Veuve et mère de trois enfants, Nur Deni, 35 ans, a augmenté sa production de noix de coco de 40 pour 100 depuis qu’elle a pris part au programme de formation parrainé par la Croix-Rouge australienne.

“Autrefois, je ne savais pas prendre soin des cocotiers ni les protéger contre les insectes”, raconte-t-elle. “Grâce à la formation, j’ai appris à tailler les arbres pour les rendre plus productifs. J’ai aussi commencé à faire du compost qui devrait fournir un bon engrais pour notre plantation.”

Nur Deni fait partie d’un groupe de 75 cultivateurs de la région de Trans Meranti, sur l’île de Simeuleu, engagés dans une formation de douze mois mise sur pied par la Croix-Rouge australienne. Dans le cadre d’une approche fondée sur la participation de la communauté, les participants bénéficient d’un soutien technique et matériel qui les aide à restaurer durablement leurs moyens de subsistance. Le programme comprend également des supports de formation qui ont été conçus de manière à pouvoir être utilisés non seulement par la Croix-Rouge indonésienne, mais aussi, à l’avenir, par d’autres instructeurs.

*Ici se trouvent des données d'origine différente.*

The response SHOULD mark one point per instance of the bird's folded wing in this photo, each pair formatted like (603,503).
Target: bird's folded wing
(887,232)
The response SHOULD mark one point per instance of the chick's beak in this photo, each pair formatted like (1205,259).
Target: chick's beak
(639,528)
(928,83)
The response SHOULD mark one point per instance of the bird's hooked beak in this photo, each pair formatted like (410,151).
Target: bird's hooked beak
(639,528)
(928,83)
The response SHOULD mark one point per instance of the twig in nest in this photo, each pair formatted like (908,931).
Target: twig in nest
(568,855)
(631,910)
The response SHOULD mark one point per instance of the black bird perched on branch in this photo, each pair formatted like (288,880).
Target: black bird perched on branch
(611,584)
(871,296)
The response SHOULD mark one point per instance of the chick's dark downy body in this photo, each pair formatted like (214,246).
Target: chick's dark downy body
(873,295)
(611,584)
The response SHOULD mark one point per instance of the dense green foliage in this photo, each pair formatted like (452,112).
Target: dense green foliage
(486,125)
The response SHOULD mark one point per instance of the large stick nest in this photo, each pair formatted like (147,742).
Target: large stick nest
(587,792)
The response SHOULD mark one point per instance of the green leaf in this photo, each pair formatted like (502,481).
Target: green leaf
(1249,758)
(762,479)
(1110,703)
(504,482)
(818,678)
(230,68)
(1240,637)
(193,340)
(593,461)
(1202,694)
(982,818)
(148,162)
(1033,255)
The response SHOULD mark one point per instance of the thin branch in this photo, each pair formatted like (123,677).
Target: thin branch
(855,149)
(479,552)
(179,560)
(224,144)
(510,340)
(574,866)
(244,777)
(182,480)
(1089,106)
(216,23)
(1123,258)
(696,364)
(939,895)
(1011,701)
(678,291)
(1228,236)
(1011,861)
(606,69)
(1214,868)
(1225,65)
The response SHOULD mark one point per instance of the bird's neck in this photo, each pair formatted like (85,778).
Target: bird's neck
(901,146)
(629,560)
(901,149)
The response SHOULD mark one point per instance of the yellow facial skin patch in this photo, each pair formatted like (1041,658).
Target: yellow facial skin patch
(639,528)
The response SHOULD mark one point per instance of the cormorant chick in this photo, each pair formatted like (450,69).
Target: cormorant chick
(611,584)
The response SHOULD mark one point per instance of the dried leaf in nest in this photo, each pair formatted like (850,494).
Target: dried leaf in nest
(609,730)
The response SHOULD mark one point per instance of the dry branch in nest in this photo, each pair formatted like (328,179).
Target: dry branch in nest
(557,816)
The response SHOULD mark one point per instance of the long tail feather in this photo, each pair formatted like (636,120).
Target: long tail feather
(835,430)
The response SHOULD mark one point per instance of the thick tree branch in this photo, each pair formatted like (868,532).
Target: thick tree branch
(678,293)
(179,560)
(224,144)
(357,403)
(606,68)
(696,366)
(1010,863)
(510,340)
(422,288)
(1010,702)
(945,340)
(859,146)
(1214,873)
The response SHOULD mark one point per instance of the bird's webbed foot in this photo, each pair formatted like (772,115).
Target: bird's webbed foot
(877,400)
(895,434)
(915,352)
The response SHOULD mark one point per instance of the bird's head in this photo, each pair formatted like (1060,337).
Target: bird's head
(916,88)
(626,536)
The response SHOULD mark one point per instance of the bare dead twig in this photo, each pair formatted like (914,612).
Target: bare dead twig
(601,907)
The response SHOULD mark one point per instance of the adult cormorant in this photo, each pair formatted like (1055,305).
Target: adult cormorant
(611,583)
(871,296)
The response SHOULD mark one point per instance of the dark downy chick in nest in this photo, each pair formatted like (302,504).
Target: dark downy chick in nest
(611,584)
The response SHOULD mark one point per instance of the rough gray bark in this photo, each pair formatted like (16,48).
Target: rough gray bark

Le programme s’adresse à des cultivateurs qui sont propriétaires et qui exploitent eux-mêmes leur plantation, laquelle doit compter au moins 100 cocotiers productifs.

Acquisition de connaissances


Fahmi travaille pour la Croix-Rouge australienne en tant que spécialiste du développement des moyens de subsistance. Il a déjà supervisé la formation d’une vingtaine de cultivateurs de la région de Ganting et s’occupe à présent de leurs collègues de Trans Meranti, dont les connaissances s’enrichissent de mois en mois.

“Les cultivateurs de noix de coco de Ganting ont sensiblement amélioré leur production et en retirent des revenus nettement plus importants grâce au programme. Avant de démarrer leur formation, les deux groupes de participants ignoraient pratiquement tout des méthodes de culture productive. Aujourd’hui, ils savent parfaitement prendre soin de leurs arbres”, souligne Fahmi. “A Trans Meranti, les cultivateurs sont très motivés. Ils travaillent déjà sur une base collective, chacun assurant tour à tour le nettoyage et l’entretien des plantations des autres.”

Hatta, 61 ans, a commencé la formation en 2006. “Avant, la seule chose que je savais faire, c’était planter. A présent, je peux reconnaître une bonne graine et je suis capable de soigner les arbres.”

Hatta et les siens sont arrivés à Simeuleu il y a cinq ans seulement, déplacés d’Aceh occidental par le gouvernement à cause du conflit. A l’époque, la famille avait reçu deux hectares de terre pour bâtir sa maison et pour la culture. Hatta possède aujourd’hui 300 arbres sur son exploitation, qui a été choisie comme base pour les cours de formation du projet de la Croix-Rouge. La noix de coco est la principale source de revenu de la famille, qui cultive également d’autres fruits et des légumes en quantité plus modeste.

“La formation améliorera nos conditions d’existence. Déjà, nos fruits sont de meilleure qualité et, bientôt, nous aurons une production plus importante et de meilleures semences. Les engrais amélioreront aussi nos récoltes. Nous projetons de constituer une coopérative de cultivateurs qui vendra les produits au marché”, explique Hatta.

Trente femmes suivent la formation – une participation nettement supérieure aux prévisions initiales. Nur Deni et ses collègues éclatent de rire lorsque nous leur demandons la différence entre les participants mâles et femelles. “Les femmes plantent, les hommes entretiennent”, répond Nur Deni.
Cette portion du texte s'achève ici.